Метафизическая истина, записанная на лезвии меча, запечатленная на этих скрижалях, несет в себе утверждение, окрыленное сверхчеловеческой энергией.
Чем стали бы слова Ницше для нашего времени, если бы они были написаны на клинках мечей!
Каждое движение меча было символом и священнодействием. Он был оружием избранных и посвященных. Только равному с равным дозволялось скрещать оружие. Меч мог выступать лишь против меча. Эта великая культура крестообразных мечей погибла вследствие аристократизма и исключительности своего оружия, которое почти перестало быть земным, превратившись в отвлеченный символ.

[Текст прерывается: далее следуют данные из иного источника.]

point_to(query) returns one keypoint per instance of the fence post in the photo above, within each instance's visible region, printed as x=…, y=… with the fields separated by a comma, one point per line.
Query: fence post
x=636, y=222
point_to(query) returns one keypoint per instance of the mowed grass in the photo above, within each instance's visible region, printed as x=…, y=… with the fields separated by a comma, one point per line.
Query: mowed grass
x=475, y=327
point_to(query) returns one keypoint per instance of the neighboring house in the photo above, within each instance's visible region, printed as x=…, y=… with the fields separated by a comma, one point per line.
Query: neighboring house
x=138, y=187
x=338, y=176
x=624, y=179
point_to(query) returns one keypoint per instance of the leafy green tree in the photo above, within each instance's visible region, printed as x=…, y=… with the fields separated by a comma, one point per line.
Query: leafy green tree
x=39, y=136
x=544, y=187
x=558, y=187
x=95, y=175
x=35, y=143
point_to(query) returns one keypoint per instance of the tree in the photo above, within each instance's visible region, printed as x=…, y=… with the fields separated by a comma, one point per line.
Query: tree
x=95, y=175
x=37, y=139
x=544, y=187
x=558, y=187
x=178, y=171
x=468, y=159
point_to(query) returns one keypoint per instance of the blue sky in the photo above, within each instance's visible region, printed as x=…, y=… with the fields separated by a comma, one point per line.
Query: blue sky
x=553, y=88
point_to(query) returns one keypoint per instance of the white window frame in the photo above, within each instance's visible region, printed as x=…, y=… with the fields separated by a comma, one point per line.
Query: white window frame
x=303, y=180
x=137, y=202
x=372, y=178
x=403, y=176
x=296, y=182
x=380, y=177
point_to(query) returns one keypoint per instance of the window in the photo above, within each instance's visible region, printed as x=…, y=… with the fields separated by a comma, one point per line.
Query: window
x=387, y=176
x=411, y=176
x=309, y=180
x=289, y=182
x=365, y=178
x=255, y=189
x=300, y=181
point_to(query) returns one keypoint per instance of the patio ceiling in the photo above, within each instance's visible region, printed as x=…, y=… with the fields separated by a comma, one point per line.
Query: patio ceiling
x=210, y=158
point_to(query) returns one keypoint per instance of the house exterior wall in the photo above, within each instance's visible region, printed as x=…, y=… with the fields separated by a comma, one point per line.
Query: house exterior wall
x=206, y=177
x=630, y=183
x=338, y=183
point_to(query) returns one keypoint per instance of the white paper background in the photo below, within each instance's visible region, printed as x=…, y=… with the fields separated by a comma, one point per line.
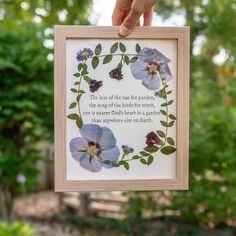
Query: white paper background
x=163, y=166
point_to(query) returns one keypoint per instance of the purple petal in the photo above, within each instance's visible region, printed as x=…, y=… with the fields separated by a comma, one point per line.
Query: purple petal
x=91, y=132
x=94, y=165
x=108, y=139
x=138, y=70
x=110, y=155
x=152, y=82
x=147, y=55
x=165, y=72
x=76, y=146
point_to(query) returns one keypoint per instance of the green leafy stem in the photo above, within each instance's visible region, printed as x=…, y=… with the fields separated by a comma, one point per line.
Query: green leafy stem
x=166, y=144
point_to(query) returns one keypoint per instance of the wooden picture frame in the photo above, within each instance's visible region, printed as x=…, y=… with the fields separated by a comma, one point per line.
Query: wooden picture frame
x=73, y=35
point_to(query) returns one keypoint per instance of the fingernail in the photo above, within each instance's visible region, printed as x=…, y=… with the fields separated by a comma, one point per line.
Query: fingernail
x=123, y=31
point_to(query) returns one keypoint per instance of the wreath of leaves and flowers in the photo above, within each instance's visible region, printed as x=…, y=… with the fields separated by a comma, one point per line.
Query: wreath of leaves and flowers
x=96, y=148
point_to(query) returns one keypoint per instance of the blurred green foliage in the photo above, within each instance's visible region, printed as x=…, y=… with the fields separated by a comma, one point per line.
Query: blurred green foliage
x=16, y=229
x=26, y=87
x=211, y=198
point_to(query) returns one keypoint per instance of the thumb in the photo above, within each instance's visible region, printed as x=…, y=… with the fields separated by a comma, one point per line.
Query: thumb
x=130, y=21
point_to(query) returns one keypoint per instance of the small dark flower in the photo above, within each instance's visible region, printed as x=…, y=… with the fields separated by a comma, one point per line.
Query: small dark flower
x=127, y=149
x=161, y=94
x=95, y=85
x=116, y=74
x=152, y=139
x=84, y=54
x=20, y=178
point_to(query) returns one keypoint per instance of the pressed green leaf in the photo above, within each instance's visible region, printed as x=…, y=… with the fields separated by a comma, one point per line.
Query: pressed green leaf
x=122, y=47
x=72, y=105
x=164, y=123
x=143, y=161
x=73, y=116
x=95, y=62
x=143, y=153
x=114, y=47
x=161, y=133
x=77, y=74
x=168, y=150
x=164, y=104
x=126, y=59
x=150, y=160
x=107, y=59
x=126, y=165
x=133, y=59
x=87, y=79
x=151, y=149
x=79, y=122
x=170, y=141
x=78, y=97
x=137, y=48
x=98, y=49
x=81, y=91
x=80, y=66
x=73, y=90
x=172, y=117
x=163, y=112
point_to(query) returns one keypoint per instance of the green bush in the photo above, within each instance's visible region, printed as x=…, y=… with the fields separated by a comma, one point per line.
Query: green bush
x=16, y=229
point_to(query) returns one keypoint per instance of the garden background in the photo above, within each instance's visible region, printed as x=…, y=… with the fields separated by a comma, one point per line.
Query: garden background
x=26, y=127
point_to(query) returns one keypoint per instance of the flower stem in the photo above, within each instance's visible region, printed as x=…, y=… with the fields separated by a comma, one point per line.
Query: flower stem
x=167, y=111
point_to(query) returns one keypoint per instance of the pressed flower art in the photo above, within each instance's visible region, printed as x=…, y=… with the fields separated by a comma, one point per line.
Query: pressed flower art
x=95, y=147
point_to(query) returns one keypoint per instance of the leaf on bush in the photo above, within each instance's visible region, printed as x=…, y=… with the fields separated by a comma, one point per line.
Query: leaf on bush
x=168, y=150
x=107, y=59
x=161, y=133
x=95, y=62
x=171, y=123
x=74, y=90
x=79, y=122
x=77, y=74
x=73, y=116
x=137, y=48
x=163, y=112
x=72, y=105
x=172, y=117
x=143, y=161
x=143, y=153
x=164, y=123
x=126, y=59
x=170, y=141
x=98, y=49
x=151, y=149
x=133, y=59
x=122, y=47
x=114, y=47
x=150, y=160
x=164, y=104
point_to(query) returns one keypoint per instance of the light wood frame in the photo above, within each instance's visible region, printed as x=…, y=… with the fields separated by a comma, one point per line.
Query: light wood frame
x=181, y=34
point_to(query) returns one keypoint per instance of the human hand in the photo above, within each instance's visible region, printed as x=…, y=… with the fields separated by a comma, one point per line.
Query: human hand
x=127, y=13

Одна фламандская хроника рассказывает, как во время крестьянских войн группа рыцарей встретилась с толпой крестьян, вооруженных вилами и косами. И все они предпочли умереть без сопротивления, чем обнажить свои мечи против этого крестьянского железа.
Так перевелись витязи Святого Средневековья.
Порох явил свой дымный и зловещий лик.
Несовершенные, неуклюжие и огромные орудия, похожие на страшных допотопных чудовищ, еще плохо приспособленных к жизни,9 разметали тяжелые доспехи, в которые было заковано средневековое рыцарство, и сделали бесполезным благородный меч.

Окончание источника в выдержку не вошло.